In this lyrical coming-of-age story about family, sisterhood, music, race, and identity, Mariama J. Lockington draws on some of the emotional truths from her own experiences growing up with an adoptive white family. I am a girl but most days I feel like a question mark. Makeda June Kirkland is eleven years old, adopted, and black. Her parents and big sister are white, and even though she loves her family very much, Makeda often feels left out. When Makeda’s family moves from Maryland to New Mexico, she leaves behind her best friend, Lena–the only other adopted black girl she knows–for a new life.
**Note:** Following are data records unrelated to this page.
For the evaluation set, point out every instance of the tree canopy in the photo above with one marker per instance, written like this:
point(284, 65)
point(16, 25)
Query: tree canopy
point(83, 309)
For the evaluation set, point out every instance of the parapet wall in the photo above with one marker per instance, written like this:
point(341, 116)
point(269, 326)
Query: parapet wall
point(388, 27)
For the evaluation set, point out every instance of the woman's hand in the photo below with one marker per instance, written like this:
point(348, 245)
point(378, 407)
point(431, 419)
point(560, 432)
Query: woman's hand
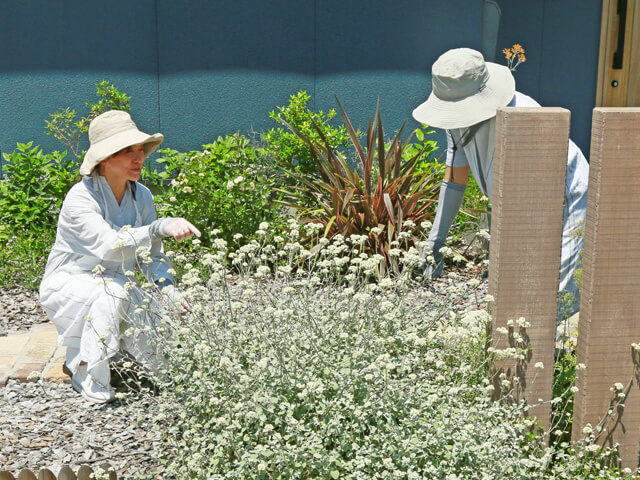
point(181, 229)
In New Mexico, everything is different. At home, Makeda’s sister is too cool to hang out with her anymore and at school, she can’t seem to find one real friend. Through it all, Makeda can’t help but wonder: What would it feel like to grow up with a family that looks like me? Through singing, dreaming, and writing secret messages back and forth with Lena, Makeda might just carve a small place for herself in the world. For Black Girls Like Me is for anyone who has ever asked themselves: How do you figure out where you are going if you don’t know where you came from?
Meet the Author
Mariama J. Lockington is an adoptee, author, and nonprofit educator. She has been telling stories and making her own books since the second grade, when she wore shortalls and flower leggings every day to school. Her debut middle grade novel For Black Girls Like Me (FSG 2019) is a Junior Library Guild selection and has earned five starred reviews from Shelf Awareness, Publisher’s Weekly, BookPage, School Library Journal, and Booklist. Her second middle grade novel is forthcoming in 2021. Her work has appeared in a number of magazines and journals, including Buzzfeed News Reader, Bodega Magazine, and Prelude Magazine, and she is the author of the poetry chapbook The Lucky Daughter (Damaged Goods Press, 2016). Mariama is a Bread Loaf Writers’ Conference Alum, a Voices of Our Nation Arts Alum, a Literary Death Match Champion and she holds a Masters in Education from Lesley University and a Masters in Fine Arts in Poetry from San Francisco State University. Mariama calls many places home, but currently lives in Kentucky with her partner and her little sausage dog, Henry.